Tags: #Fantasía, #Ciencia

Y empezó a arrastrar las zapatillas. Pero se detuvo al tercer paso deslizante.

—Pero, bueno, qué tonta soy. Mira cómo te recibo. ¿Te apetece tomar una tisanita?

—Si, gracias.

Se dirigió a la cocina y empezó a mover cacerolas.

—Dame noticias tuyas, Jonathan —dijo alzando la voz desde allí.

—Bien, las cosas no están tan mal. Me han despedido del trabajo.

La abuela asomó su cabeza de ratón blanco por la puerta, y luego reapareció toda ella, con expresión grave, cubierta con un gran delantal azul.

—¿Que te han despedido?

—Pues sí.

—¿Por qué?

—Ya sabes, los cerrajeros son gente muy especial. Nuestra empresa, «SOS Cerrojo», funciona las veinticuatro horas del día en todos los barrios de París. Cuando un compañero de trabajo fue agredido, me negué a desplazarme de noche a los barrios sospechosos. Y entonces me echaron.

—Hiciste lo que debías. Más vale estar parado y bien de salud que al contrario.

—Además, no me llevaba muy bien con el jefe.

—¿Y tus experiencias con las comunidades utópicas? En mis tiempos se les llamaba comunidades New Age —la abuela rió para sí; pronunciaba «nuiash».
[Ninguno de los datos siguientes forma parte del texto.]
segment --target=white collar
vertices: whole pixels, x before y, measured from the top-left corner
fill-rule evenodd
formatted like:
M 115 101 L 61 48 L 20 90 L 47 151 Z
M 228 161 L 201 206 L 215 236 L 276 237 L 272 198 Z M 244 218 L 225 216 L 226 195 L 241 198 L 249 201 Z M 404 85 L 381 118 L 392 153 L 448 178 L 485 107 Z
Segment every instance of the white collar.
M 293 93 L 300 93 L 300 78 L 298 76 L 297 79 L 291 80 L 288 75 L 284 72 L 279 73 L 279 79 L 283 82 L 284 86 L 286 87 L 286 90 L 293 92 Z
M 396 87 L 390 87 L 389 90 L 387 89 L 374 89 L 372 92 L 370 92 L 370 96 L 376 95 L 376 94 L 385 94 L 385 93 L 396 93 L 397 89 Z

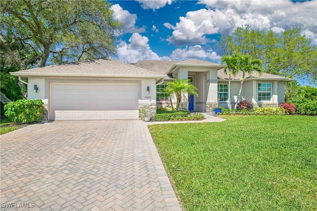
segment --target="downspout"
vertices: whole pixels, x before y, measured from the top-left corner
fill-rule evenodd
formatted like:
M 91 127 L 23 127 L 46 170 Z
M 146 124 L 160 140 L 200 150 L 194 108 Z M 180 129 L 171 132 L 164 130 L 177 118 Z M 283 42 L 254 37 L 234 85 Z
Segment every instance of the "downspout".
M 19 81 L 20 81 L 20 82 L 23 83 L 23 84 L 26 84 L 26 85 L 27 85 L 27 86 L 29 84 L 28 84 L 27 82 L 26 82 L 25 81 L 24 81 L 22 80 L 21 79 L 21 76 L 19 76 L 18 78 L 18 79 L 19 79 Z
M 158 83 L 155 84 L 155 85 L 156 86 L 158 86 L 158 85 L 159 85 L 160 84 L 162 84 L 163 83 L 164 83 L 164 78 L 162 78 L 159 81 L 158 81 Z

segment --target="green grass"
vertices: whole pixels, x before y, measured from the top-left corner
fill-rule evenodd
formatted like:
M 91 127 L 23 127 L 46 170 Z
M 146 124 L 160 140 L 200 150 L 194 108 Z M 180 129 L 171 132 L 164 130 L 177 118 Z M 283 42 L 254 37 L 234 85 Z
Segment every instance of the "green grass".
M 186 210 L 317 210 L 317 118 L 149 126 Z
M 9 132 L 13 131 L 16 129 L 19 129 L 17 127 L 5 127 L 0 128 L 0 135 L 4 134 L 4 133 L 8 133 Z
M 19 129 L 18 127 L 15 126 L 12 127 L 2 127 L 4 125 L 8 125 L 10 124 L 14 124 L 14 122 L 12 122 L 10 121 L 7 118 L 4 118 L 1 119 L 0 123 L 0 135 L 4 134 L 4 133 L 8 133 L 9 132 L 13 131 L 16 129 Z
—Eso lo dejé cuando fracasó la granja de los Pirineos. Lucie estaba harta de cocinar y fregar para todo el mundo. Había parásitos entre nosotros. Nos hartamos. Ahora vivo sólo con Lucie y Nicolás… Y tú, abuela, ¿cómo estás?

—¿Yo? Vivo. Y eso es ya algo que me ocupa cada momento.

—Suerte que tienes. Ya has vivido el paso del milenio.

—Si, mira, lo que más me sorprende es que nada haya cambiado. Antes, cuando era una jovencita, se decía que después del paso del milenio ocurrirían cosas extraordinarias; y, ya ves, no ha cambiado nada. Sigue habiendo viejos que viven solos, y parados, y coches que despiden humos. Ni siquiera las ideas han cambiado. Mira, el año pasado se redescubrió el surrealismo, y el año anterior el rock'n roll, y los periódicos están anunciando ya la vuelta de la minifalda para este verano. Si seguimos así, pronto reaparecerán las viejas ideas de principios del siglo pasado: el comunismo, el psicoanálisis y la relatividad…

Jonathan sonrió.

—Ha habido algún progreso: la expectativa de vida de la gente se ha ampliado, y lo mismo el número de divorcios, y el nivel de contaminación atmosférica, y las líneas de Metro…

—Gran cosa. Yo creía que todos tendríamos aviones particulares y que despegaríamos desde el balcón… Mira, cuando yo era joven, la gente temía que hubiese una guerra atómica. Era un miedo tremendo. Morir a los cien años en el brasero de un gigantesco hongo nuclear, morir con toda la Tierra… Pues sí. Y en lugar de eso, yo me muero como una patata podrida. Y a todo el mundo le dará lo mismo.

—No, abuela, no.

La abuela se enjugó la frente.

—Y además hace calor. Cada vez más. En mis tiempos no hacía tanto calor. Teníamos auténticos inviernos y auténticos veranos. Ahora, la canícula empieza en marzo.

Volvió a ir a la cocina, saltando para alcanzar con una destreza poco común todos los utensilios necesarios para la confección de una buena tisana. Después de encender una cerilla y cuando se oyó soplar el gas en las antiguas toberas de la cocina, volvió mucho más tranquila.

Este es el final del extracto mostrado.